Sell his soul to the man in black and his arm would return to gold, never wavering, never aching. He would be granted the opportunity to once again play the game he loved. As you might expect, on that dark night, Reliford makes the deal. And this is where our journey begins, carefully crafted and entertainingly described by our author Michael Lortz.
Reliford’s newfound success and now pain-free arm, no matter how much or how hard he throws, propels him through the minors and into the major leagues with unprecedented success. Lortz invents all new and enjoyable ways for players to break baseball records, which takes some imagination considering the game’s been around for well over a century.
More importantly, Lortz brings his key characters to life, the humble, conflicted Reliford, the conniving and crafty devil and a slew of others that provide meaning and substance. His chapters are short (66 of them), which works perfectly for those of us with ADHD. They end vividly in well-crafted cliffhangers that make Crossroads difficult to put down because you want to see what happens next, which should be the point of any well-written book.
In real life, we hear countless athletes give grace to God but Lortz flips the script on traditional gratitude by having the devil insist upon receiving his own thanks. “How many athletes have you heard actually thank the Devil. It doesn’t happen. If there was an athlete interview rulebook, it would be in there. Never thank a deity but God or Jesus.” As our protagonist becomes more and more famous, Reliford must continue to thank the man who got him there and when he doesn’t’ there’s hell to pay. It’s, dare I say, a devilish twist on the post-game interview.

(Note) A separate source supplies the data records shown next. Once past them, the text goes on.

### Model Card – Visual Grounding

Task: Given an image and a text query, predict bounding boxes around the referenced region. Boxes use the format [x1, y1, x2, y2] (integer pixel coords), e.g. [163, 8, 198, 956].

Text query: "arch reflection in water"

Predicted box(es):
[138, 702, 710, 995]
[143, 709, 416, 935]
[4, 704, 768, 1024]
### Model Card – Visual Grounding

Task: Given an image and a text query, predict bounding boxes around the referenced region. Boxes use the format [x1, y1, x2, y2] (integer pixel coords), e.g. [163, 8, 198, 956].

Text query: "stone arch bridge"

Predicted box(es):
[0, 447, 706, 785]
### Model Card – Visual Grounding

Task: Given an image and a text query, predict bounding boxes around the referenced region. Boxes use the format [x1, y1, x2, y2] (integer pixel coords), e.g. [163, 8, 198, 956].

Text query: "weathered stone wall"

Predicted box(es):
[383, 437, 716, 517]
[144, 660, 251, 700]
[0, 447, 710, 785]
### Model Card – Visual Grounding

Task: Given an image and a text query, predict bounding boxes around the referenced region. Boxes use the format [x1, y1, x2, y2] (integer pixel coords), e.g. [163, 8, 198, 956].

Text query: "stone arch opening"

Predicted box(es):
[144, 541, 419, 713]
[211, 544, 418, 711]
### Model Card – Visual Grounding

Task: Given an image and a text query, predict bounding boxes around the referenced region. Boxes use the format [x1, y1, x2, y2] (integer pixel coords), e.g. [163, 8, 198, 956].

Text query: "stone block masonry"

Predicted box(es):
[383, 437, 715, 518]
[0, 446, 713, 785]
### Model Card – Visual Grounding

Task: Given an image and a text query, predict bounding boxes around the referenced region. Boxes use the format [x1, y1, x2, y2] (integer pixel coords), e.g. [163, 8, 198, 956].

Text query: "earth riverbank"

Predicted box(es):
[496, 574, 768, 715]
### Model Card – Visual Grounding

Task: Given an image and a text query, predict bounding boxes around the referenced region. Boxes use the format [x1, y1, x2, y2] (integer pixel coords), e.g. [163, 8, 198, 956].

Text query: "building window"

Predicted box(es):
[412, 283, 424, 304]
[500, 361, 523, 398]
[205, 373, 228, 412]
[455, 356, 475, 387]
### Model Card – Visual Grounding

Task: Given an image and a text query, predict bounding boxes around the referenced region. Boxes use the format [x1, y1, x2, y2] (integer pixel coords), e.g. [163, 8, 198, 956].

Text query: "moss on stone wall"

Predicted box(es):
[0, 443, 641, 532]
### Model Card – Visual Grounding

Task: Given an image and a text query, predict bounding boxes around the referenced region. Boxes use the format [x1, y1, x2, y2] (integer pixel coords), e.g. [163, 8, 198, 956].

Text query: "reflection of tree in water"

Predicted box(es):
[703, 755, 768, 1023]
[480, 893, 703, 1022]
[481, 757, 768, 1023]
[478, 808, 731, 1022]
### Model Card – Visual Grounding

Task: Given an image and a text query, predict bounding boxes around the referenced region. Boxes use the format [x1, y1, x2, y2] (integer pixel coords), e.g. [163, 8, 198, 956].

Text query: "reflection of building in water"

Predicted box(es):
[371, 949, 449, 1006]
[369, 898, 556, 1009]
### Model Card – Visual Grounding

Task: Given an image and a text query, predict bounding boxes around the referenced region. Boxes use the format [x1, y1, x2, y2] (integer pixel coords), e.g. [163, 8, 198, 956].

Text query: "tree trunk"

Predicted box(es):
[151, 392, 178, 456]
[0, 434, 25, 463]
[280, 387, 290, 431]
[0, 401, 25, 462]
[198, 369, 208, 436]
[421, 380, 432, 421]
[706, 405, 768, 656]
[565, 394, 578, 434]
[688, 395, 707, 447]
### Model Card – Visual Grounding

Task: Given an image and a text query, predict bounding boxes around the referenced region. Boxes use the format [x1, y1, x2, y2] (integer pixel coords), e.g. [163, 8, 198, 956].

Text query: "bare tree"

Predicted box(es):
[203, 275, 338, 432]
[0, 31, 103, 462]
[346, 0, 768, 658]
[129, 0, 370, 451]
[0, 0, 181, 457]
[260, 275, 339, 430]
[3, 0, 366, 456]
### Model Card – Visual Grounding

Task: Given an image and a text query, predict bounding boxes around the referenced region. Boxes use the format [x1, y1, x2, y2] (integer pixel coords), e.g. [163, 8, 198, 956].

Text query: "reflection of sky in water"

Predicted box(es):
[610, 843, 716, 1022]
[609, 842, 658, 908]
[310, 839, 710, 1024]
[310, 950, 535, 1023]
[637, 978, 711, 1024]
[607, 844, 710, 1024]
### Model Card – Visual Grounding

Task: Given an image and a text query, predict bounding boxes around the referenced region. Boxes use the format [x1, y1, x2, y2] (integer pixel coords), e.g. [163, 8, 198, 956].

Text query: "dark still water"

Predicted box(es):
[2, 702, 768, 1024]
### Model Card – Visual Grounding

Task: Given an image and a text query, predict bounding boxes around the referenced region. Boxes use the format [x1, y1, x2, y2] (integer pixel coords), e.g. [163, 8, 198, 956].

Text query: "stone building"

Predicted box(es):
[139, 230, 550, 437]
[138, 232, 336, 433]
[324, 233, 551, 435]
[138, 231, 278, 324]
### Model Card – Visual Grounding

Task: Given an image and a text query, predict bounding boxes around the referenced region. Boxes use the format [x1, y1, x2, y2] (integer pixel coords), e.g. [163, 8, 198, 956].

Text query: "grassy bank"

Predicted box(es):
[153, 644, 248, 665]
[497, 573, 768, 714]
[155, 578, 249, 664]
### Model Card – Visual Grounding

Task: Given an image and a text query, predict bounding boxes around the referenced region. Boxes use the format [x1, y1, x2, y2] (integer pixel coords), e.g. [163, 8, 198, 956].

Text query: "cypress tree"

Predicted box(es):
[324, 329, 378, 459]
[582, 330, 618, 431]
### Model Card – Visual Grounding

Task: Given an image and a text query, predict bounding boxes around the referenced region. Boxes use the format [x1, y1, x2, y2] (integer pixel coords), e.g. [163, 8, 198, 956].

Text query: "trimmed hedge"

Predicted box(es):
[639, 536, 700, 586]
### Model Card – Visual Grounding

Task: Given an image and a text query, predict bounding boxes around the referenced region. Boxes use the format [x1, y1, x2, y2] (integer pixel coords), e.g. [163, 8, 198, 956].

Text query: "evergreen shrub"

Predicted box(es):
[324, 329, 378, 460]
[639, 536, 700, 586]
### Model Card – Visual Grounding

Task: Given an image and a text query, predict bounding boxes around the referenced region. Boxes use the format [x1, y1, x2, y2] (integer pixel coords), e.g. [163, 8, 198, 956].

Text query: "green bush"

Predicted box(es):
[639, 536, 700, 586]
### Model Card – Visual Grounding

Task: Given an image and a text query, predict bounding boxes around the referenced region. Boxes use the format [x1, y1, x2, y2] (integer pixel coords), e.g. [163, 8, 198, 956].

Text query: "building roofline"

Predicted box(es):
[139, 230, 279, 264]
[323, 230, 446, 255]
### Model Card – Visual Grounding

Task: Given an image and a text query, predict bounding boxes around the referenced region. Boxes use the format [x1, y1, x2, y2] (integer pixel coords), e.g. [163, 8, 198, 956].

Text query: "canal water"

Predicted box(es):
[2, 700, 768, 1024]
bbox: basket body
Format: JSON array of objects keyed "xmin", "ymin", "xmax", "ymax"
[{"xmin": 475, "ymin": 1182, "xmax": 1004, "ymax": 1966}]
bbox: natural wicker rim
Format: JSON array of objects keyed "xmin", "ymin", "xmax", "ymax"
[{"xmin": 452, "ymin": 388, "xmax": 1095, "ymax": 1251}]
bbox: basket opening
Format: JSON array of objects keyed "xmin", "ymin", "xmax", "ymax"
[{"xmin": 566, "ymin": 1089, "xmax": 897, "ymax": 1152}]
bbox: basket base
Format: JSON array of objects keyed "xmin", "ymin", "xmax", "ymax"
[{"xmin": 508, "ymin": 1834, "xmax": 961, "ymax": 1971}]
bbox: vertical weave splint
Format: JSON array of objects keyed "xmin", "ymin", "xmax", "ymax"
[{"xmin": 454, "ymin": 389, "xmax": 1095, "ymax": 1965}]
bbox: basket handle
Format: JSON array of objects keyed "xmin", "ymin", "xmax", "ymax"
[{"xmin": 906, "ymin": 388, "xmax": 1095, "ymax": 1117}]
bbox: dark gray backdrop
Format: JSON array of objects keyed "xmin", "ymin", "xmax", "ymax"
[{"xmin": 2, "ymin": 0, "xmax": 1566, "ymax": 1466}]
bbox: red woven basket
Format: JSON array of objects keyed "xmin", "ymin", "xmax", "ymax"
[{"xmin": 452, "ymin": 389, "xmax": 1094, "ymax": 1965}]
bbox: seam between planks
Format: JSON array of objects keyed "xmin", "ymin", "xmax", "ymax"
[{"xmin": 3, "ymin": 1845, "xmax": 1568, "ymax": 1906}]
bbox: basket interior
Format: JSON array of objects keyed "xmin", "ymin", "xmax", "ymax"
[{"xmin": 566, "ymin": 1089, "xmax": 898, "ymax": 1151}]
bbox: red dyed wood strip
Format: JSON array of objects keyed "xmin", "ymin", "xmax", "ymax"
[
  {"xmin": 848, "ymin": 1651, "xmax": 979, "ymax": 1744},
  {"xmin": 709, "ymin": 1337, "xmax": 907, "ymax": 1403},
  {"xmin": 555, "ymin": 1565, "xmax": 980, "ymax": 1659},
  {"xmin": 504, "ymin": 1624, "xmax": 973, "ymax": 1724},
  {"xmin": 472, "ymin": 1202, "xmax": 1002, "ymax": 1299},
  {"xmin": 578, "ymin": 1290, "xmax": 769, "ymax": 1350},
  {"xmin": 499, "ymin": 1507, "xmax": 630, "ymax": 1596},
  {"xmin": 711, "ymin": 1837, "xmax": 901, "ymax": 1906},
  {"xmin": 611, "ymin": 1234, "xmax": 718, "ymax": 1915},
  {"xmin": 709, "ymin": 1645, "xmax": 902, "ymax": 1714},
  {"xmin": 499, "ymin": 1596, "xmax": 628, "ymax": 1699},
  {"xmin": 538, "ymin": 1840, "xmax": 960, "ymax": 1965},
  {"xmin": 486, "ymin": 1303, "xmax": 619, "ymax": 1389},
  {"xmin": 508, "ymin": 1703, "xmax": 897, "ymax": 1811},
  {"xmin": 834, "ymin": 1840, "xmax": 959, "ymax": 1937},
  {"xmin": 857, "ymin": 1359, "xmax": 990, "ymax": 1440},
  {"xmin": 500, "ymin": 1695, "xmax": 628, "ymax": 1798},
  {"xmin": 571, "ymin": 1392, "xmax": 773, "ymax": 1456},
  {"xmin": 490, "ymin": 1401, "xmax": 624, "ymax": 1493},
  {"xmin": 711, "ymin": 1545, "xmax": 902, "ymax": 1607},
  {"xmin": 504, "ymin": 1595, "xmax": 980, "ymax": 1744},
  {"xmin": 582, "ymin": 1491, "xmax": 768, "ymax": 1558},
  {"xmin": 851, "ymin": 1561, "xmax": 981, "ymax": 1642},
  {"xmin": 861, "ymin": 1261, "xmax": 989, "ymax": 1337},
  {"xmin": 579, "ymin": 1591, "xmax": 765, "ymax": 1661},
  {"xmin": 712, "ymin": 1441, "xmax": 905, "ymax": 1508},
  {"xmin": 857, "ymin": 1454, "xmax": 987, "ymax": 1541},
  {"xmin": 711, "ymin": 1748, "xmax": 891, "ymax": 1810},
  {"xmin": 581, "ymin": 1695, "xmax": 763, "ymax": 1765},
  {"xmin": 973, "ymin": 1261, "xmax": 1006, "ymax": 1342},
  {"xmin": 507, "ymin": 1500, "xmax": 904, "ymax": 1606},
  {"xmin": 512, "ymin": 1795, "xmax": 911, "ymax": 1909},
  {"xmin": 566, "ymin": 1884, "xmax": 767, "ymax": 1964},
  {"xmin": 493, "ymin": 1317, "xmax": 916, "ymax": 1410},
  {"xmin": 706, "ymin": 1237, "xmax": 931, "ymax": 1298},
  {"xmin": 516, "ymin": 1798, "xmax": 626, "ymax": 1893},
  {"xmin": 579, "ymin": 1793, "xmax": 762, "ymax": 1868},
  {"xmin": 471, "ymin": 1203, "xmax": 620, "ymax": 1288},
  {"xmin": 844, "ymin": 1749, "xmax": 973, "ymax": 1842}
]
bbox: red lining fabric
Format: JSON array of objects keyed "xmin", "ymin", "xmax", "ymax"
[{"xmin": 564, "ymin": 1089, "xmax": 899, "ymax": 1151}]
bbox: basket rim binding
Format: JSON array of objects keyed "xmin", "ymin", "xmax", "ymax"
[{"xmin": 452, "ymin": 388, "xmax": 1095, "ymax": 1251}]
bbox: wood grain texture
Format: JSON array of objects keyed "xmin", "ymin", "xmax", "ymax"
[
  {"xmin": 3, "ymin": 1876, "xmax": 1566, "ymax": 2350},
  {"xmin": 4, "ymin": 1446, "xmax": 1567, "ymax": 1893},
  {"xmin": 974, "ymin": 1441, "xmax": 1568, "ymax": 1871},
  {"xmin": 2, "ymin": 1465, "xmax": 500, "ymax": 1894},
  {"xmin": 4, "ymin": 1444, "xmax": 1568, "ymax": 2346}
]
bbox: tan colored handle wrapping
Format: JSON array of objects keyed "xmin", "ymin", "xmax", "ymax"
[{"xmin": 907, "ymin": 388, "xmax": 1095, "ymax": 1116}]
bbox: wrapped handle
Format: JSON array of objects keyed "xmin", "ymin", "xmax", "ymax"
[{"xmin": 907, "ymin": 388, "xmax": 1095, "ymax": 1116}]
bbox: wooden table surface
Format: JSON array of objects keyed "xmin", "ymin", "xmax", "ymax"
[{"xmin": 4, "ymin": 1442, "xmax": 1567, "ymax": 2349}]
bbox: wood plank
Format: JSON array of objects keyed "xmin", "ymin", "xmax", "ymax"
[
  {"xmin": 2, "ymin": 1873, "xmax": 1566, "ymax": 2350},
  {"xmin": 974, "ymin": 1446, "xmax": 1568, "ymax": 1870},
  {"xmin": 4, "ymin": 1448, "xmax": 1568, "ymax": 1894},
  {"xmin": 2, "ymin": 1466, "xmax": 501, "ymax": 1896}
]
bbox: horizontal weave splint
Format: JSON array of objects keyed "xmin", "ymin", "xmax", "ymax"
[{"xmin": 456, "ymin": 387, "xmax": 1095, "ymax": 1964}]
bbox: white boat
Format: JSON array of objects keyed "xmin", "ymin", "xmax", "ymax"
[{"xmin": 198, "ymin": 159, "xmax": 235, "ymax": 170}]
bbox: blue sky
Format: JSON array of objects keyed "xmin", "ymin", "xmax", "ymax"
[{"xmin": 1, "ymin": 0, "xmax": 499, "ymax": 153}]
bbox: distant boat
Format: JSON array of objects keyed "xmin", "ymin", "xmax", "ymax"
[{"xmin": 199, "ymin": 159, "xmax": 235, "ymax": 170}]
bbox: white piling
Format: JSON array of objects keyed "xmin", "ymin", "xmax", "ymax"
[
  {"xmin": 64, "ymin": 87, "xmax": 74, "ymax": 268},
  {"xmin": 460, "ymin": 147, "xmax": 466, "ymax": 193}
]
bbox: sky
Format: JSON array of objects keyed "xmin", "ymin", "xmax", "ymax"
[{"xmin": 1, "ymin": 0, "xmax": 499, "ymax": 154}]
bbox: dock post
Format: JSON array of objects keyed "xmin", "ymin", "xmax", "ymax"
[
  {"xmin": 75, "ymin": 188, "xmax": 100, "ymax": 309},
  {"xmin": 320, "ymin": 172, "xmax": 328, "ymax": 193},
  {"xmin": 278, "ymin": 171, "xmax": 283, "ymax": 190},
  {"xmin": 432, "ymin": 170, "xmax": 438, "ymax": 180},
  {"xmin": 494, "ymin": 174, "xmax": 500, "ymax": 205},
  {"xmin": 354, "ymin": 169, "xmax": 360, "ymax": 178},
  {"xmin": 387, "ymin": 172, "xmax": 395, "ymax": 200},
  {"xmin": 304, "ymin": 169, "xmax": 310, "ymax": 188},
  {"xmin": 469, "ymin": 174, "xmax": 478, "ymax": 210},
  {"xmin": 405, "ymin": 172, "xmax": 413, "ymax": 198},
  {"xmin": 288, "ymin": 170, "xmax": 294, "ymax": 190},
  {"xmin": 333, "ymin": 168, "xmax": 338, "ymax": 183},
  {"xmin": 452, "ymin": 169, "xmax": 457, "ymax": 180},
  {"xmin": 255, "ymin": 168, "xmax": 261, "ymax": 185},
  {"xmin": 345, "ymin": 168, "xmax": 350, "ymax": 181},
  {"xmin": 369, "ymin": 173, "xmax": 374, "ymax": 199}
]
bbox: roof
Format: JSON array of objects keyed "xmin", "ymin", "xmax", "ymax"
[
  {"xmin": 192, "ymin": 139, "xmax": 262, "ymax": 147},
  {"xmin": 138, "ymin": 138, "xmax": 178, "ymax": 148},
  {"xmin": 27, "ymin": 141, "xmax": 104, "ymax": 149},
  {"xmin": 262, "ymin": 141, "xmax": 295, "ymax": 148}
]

Reliford ultimately becomes conflicted with the choices he’s made and the fame he’s cheated to achieve. “He felt like a fraud telling children not to take shortcuts when he, in fact, did give up and accepted supernatural assistance to return to his chosen career path.”
Is Curveball at the Crossroads a metaphor for modern-day ball players taking steroids, short cuts, selling one’s soul for quick fame for quick gain? Are these analogies subtle, blatant or entirely inconsequential? Is the short burst of fame worth one’s conscience? Is it better to have loved and lost or never to have pitched at all?
Without too many spoilers, we find out young JaMark is not the only player to have made a deal with the devil. What happens later and how our hero makes amends (or does he?) is up to you to find out when you pick up a copy of Crossroads. If you ask nicely, our author may even send you an autographed copy. You won’t even have to sell your soul in return.
A self-professed audiophile, Lortz teases that the book is loaded with lyrical content from songs you’ve heard and some songs you haven’t, some references obvious, others far more subtle. He’s never afraid to take a few abstract and comedic stabs with mention of gnu racing, German skee-ballers and a Latin night promotion gone horribly wrong.
Perhaps I was reading a little too much into Lortz’s work, it’s what I do, but to me, this was more than just a story about a young man who makes a deal with the devil. What we have is a book about a man coming to terms with the decisions he has made in his life. “A man put himself in this mess, a man gotta get himself out.”
It is a book about retribution and second chances as well as a love story. In his time of need, JaMark turns to his girlfriend Betsy as his conscience, his moral compass, reminding us that behind every good man, there is an even better woman. Ultimately, however, it is JaMark who must face his demons.